【年会总结】2024 BioSpark Annual Conference Summary

Keynote 1: Neurobiological mechanisms of ASD: from genes to circuits

Dr. Guoping Feng, Poitras Chair Professor of Neuroscience @ MIT and member of National Academy of Sciences, introduced synaptic dysfunction as a converging mechanism of Autism Spectrum Disorder (ASD). The Feng lab has a focus on the postsynaptic complex. Dr. Feng first introduced a monogenic form of ASD caused by SHANK3 mutations, presented results from AAV gene therapy in SHANK3 animal models.  Dr. Feng then introduced sporadic forms of ASD, comprising over 75% ASD patient population, and proposed circuit function modulation as a therapeutic approach for this form of ASD. In particular, NR2B antagonists showed promising results in mice models.

Keynote 2: Cancer Immunotherapy

Dr. Gordan Freeman, professor of Medicine @ Dana-Farber Cancer Institute and Harvard Medical School, first gave us a historical overview of PD-L1/PD-1. He then pointed out that only 30-40% of solid tumor patients would benefit from PD-1/PD-L1 therapy and pointed towards combination therapy as a strategy to benefit more cancer patients. Next, he revealed exciting new research focusing on PD-L2/RGMb interaction and gut microbiota as a candidate resistant mechanism to PD-1/PD-L1 cancer therapy. As a final note, Dr. Freeman showed KIR3DL3-HHLA2 interaction as a new immune checkpoint target that is complementary to PD-1/PD-L1 therapy.

Keynote 3: AI for genomic medicine: disease circuitry, patient heterogeneity, therapeutic design

Dr. Manolis Kellis, Professor of Computer Science and Artificial Intelligence @ MIT and Broad Institute, gave an overview of recent advances in disease phenotyping, genetics and single cell ‘omics. He highlighted major paradigm shifts in data, genomes and AI. He gave several specific examples on FTO genetic region in treating obesity, APOE, cholesterol transport in treating Alzheimer’s Disease, astrocytes’ function in cognitive resilience and single cell insights in schizophrenia. At the end of the talk, he showcased the power of AI in embedding knowledge and providing a map for researchers to speed up drug development.

Dr. Jun Wang shared his personal journey of 20 years in the field of immuno-oncology (I/O) witnessing the rise of PD-1 immunotherapy. For the annual review in oncology, he highlighted the approval of first T cell engager (Amgen’s DLL3/CD3) in solid tumor, IL15 (ImmunityBio) as the 3rd cytokine approved for cancer, the approval of first TIL therapy (Iovance) and the PD-L1/VEGF bispecific antibody success in the past year. He also highlighted several significant setbacks in TIGIT and CD47.  For the annual review in autoimmune diseases, he highlighted the excitement for Th2 cytokines blockade, TL1A deals in inflammatory bowel disease (IBD) and B cell targeted therapies. 

Dr.

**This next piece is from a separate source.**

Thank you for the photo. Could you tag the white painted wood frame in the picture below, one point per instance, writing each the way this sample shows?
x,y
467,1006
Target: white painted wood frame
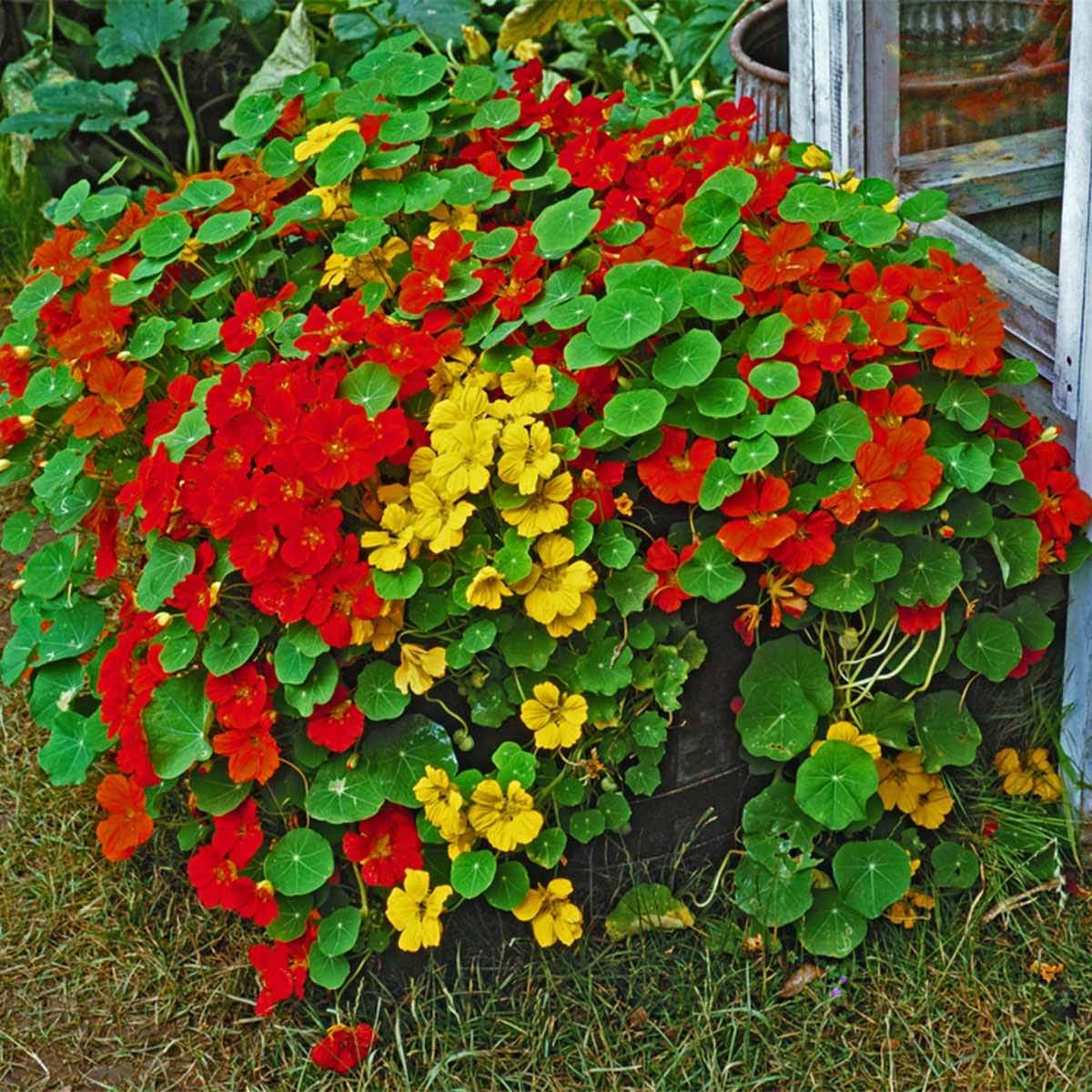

Lihua Yu highlighted the success of several synthetic lethal oncology targets, PRMT5 and WRN, in the past year. She also mentioned the success of first pan-RAS inhibitors bringing new hope for patients with KRAS mutations. Next generation of AR PROTAC degraders also showed better efficacy in prostate cancer patients compared with predecessors. In the end, she discussed the success and failures of TROP2 ADC trails.

Dr. Avery (Qinghong) Yan introduced session 3 by giving a high-level overview of the RNA field, Pros & Cons of different modalities, and the market performance all the approved RNA drugs. She then reviewed news in the RNA field in each month over the past year. 

Dr. Leon Tang gave an annual review on Biotech business news and an overview of the M&As in the past recent years in Biotech industries. He also showed the big biotechs and pharmaceuticals in China.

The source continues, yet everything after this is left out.